Identification of genes contributing to a desired phenotype by genome-wide transposon mutagenesis is classically implemented by generating an insertional library, followed by screen or selection, and then identifying the site of insertion. Finding the site of transposon insertion can be laborious, as each selected clone has to be analyzed individually using gene-specific PCR. Recent methodologies for analyzing insertional libraries using whole genomic microarrays enables analysis and quantitation of an entire library population in parallel by monitoring dynamically the enrichment of the population under various selective growth conditions (3, 83). In one case, an E. coli K-12 Tn5 insertion library was subjected to various growth conditions (LB vs M9 minimal medium) and mutants enriched were analyzed for site of insertion using whole-genome oligonucleotide microarrays. As a result of the parallel mode of monitoring a population using this method, in a single enrichment experiment the effect of different gene knockouts on the desired fitness could be evaluated simultaneously, saving significant time of analysis. In the future, as more genome sequences are available, these high-resolution whole-genome microarrays will play a critical role in identifying and quantifying in parallel the contribution of multiple mutant loci toward the expression of desired polygenic phenotype(s). Output targets from these types of experiments can be utilized by rDNA or synthetic biology for further engineering such that the overall fitness of the host is optimized.

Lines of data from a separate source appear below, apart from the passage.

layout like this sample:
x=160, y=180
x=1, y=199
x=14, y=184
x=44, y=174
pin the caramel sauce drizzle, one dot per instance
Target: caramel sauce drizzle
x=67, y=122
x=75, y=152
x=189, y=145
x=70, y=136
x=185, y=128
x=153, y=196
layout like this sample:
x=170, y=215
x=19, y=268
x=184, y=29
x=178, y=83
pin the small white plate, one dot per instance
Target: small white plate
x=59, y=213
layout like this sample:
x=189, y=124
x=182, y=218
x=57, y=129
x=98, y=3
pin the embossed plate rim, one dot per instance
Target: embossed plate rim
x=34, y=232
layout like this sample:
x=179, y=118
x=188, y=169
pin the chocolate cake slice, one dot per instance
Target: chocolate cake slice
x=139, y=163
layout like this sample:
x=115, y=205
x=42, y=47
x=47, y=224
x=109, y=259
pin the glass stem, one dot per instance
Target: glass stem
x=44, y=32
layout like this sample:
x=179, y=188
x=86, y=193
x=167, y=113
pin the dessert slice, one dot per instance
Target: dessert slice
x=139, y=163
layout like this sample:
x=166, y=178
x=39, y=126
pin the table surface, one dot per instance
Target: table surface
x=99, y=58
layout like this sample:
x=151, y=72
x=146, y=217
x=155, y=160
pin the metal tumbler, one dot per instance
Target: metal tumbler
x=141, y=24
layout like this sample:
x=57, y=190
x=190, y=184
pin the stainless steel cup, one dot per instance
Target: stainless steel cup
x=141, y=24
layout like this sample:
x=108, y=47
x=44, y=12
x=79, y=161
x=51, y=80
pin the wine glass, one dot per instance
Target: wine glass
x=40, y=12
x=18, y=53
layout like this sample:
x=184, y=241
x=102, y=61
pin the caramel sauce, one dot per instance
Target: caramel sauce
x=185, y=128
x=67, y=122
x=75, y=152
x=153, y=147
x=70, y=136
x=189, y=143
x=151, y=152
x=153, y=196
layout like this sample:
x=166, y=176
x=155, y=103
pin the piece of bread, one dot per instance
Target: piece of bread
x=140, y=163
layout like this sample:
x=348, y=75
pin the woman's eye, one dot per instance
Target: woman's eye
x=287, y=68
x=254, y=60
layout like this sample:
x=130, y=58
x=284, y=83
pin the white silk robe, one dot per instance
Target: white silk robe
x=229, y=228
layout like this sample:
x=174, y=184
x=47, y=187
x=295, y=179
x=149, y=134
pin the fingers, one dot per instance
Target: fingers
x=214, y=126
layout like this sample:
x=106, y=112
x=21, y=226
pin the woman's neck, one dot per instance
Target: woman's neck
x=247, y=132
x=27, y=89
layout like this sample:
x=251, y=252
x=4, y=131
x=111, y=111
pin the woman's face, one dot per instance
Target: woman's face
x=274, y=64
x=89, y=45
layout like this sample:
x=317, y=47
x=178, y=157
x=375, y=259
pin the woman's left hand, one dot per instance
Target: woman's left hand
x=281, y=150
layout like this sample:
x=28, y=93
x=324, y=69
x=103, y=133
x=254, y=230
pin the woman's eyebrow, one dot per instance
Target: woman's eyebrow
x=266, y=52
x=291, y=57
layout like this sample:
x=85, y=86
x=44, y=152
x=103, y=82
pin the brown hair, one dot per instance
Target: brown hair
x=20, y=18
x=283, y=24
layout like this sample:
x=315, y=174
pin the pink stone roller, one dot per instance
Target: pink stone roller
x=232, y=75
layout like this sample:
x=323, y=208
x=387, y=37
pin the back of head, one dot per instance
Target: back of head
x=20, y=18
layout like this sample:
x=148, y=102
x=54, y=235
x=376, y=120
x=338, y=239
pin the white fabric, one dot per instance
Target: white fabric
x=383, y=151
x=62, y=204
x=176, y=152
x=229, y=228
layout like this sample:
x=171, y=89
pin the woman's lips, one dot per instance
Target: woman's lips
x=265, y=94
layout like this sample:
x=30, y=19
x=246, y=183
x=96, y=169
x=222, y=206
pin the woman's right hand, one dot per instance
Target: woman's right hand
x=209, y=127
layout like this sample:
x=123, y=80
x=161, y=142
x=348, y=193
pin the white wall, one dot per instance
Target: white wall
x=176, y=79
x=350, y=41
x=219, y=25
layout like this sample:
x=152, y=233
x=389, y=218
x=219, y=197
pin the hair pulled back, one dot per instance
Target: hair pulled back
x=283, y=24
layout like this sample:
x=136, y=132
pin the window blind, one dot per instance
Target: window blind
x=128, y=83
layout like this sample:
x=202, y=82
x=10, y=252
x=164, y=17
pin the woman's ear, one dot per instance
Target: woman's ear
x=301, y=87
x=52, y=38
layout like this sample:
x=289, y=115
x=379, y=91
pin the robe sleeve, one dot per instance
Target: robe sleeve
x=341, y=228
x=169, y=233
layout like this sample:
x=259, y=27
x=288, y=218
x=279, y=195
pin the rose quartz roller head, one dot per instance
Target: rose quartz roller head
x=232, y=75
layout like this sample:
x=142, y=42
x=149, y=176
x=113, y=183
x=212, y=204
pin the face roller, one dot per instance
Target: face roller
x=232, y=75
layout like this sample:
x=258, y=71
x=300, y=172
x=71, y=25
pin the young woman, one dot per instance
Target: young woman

SCALE (MultiSCale Analysis of Library Enrichment). In addition to screening and analysis of insertional knockout libraries for identifying targets for genetic manipulation, oftentimes analysis of genomic libraries in surrogate hosts results in getting a handle on a phenotype-enhancing genetic target. Traditional approaches such as screening of genomic libraries under selective conditions to isolate phenotype-specific genes for further targeted metabolic engineering has proven successful, although such an approach is strictly limited to phenotypes that respond to overexpression of a single gene or an operon. Once the phenotype-conferring gene fragment is isolated, further subcloning is required to identify the protein products conferring the desired trait. This process is time-consuming as each isolated genomic fragment is analyzed by subcloning individually. Therefore, isolating all genomic determinants and evaluating combinations contributing to the phenotype using traditional methods is going to be resource-intensive if not impossible. Newer genome-wide methods in which populations expressing genomic libraries of different size DNA fragments (or SCALEs) in plasmids are grown competitively under selective conditions and analyzed for plasmid DNA enrichment using hybridization to genomic microarrays, and subsequent mathematical analysis of microarray signals enables parallel analysis of the entire library population (2). In this approach, in a single experiment, the impact of overexpression of different loci of the genome on the phenotypic fitness of the strain could be quantified. A practical advantage of this methodology is the ability to isolate multiple trait-conferring loci for further analysis in a single experiment.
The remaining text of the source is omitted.